Il golpe bianco della scorsa settimana si è concluso venerdì 12 febbraio, anno I° della restaurazione neo-orleanista (ossia – come in quella precedente – la fine della fase turbolenta di superamento dell’Ancien Regime, sancita dal ritorno in sella di reduci che – secondo Tocqueville – “non avevano imparato niente, non avevano scodato niente”); recentissimi accadimenti carichi di significati.
Magari palesi smascheramenti di menzogne e imbrogli, diventati verità di fede grazie alla costante ripetizione spudorata. E non mi riferisco tanto alla “fantasiosa” narrazione dell’avvento prossimo venturo di un presunto “governo dei migliori”, che le autorevoli penne di questa testata si sono giustamente premurate di seppellire nell’irrisione.
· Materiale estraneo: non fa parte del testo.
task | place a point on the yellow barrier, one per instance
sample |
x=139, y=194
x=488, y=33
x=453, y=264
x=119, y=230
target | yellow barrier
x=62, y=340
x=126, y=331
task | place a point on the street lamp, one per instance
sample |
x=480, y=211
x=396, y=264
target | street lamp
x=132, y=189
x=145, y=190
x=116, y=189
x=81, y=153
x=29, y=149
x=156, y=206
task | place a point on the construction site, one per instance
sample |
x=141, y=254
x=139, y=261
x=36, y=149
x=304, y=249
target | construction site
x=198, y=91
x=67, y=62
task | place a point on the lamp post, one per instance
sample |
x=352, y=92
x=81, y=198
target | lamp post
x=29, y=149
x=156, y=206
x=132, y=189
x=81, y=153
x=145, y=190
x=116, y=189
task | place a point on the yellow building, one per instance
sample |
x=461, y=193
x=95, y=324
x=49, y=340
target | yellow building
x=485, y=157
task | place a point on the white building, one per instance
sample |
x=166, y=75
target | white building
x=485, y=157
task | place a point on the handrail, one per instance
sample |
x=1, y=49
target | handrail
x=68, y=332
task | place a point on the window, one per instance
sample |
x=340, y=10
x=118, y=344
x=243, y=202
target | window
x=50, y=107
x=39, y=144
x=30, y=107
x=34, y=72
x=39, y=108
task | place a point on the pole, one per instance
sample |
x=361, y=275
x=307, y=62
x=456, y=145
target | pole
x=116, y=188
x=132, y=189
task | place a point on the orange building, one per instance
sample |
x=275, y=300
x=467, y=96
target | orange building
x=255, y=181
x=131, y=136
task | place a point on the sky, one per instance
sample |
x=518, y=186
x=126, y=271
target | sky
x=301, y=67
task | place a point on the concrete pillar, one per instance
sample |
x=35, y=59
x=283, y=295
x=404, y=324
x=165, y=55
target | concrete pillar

Semmai dovrebbe essere ormai evidente anche agli occhi di pasdaran e talebani la malcelata verità che tante volte ha condannato all’ostracismo i miei post su questo blog: la vera natura da spregiudicato pifferaio magico di creduloni indifesi, malamente occultata tra battute urlate e gag a doppio senso, del definitivo liquidatore dell’indignazione di una consistente fetta del popolo italiano: il Beppe Grillo, che – per dirla alla toscana – grazie all’acchiappacitrulli del presunto ministero della transizione ecologica ha turlupinato per l’ennesima volta i sui seguaci; portandoli ad avallare un’operazione, a mio avviso, dal sostanziale significato reazionario (dopo tanti vaneggiamenti sulla democrazia diretta grazie a Internet, da tempo formidabile strumento di condizionamento e sorveglianza-controllo per milioni di utenti, trasformati in merce commercializzabile da parte delle Major al silicio).
E con il bluff dell’apparente innovazione ministeriale arriviamo a un altro smascheramento; grazie al personaggio preposto a guidarci verso la terra promessa della Città del Sole ecologica: Roberto Cingolani, uno di quei tecnici di alta competenza che costituirebbero la punta di lancia dell’ipotetico rinnovamento salvifico promosso dall’allievo di rispettabili maestri quali Federico Caffè e Carlo Azelio Ciampi: il presunto keynesiano Mario Draghi, quinta colonna neppure troppo occulta; non del pensiero Neo-Lib, bensì della controrivoluzione plutocratica a mezzo finanza e banche dell’ultimo quarantennio.
Chi è questo Roberto Cingolani, asceso a ruolo di garante dell’effettiva volontà rinnovatrice dei rieccoli? Si tratta del tecno-mago che ha gestito per anni l’Istituto Italiano di Tecnologie: la fondazione di diritto privato nata con faraoniche dotazioni finanziarie pubbliche (in gran parte sepolte in conti correnti bancari, mentre la ricerca scientifica italiana resta alla canna del gas) su iniziativa di Giulio Tremonti e di un personaggio in penombra come Vittorio Grilli, con la missione della diffusione tecnologica di cui non si è vista traccia. Continuando a turlupinare moltitudini di tecno-creduloni con effetti speciali: il robot antropomorfo con faccetta buffa, la pelle sintetica del polpo, il tablet per ciechi.
E, tra mirabilie varie, il progetto scientifico del governo Renzi denominato “Human Technopole”. Il giochino da 1,5 miliardi di fondi pubblici per sistemare alcune aree dell’Expo milanese; inizialmente concertato tra il premier e il solito Cingolani, poi stoppato per mancanza di trasparenza dall’insurrezione della comunità scientifica nazionale. Con in testa una scienziata vera quale la senatrice a vita Elena Cattaneo; subito dopo vittima di un hackeraggio diffamatorio a firma Rosetta95. Come rivelò ROARS, il sito della comunità scientifica italiana, Rosetta95 è lo pseudonimo di Valentina Polini, dell’ufficio Comunicazioni e Relazioni Esterne di IIT.
Del resto non possiamo attenderci di meglio dallo zar preposto alla transizione digitale Vittorio Colao, autore del retrogrado rapporto agli Stati Generali totalmente sordo alle potenzialità democratiche delle tecnologie comunicative e indossabili. O dallo gnomo di BankItalia, Daniele Franco. Gente intuibile da che parte stiano.
Perfetti per quella normalizzazione che ormai risulta un disegno annunciato.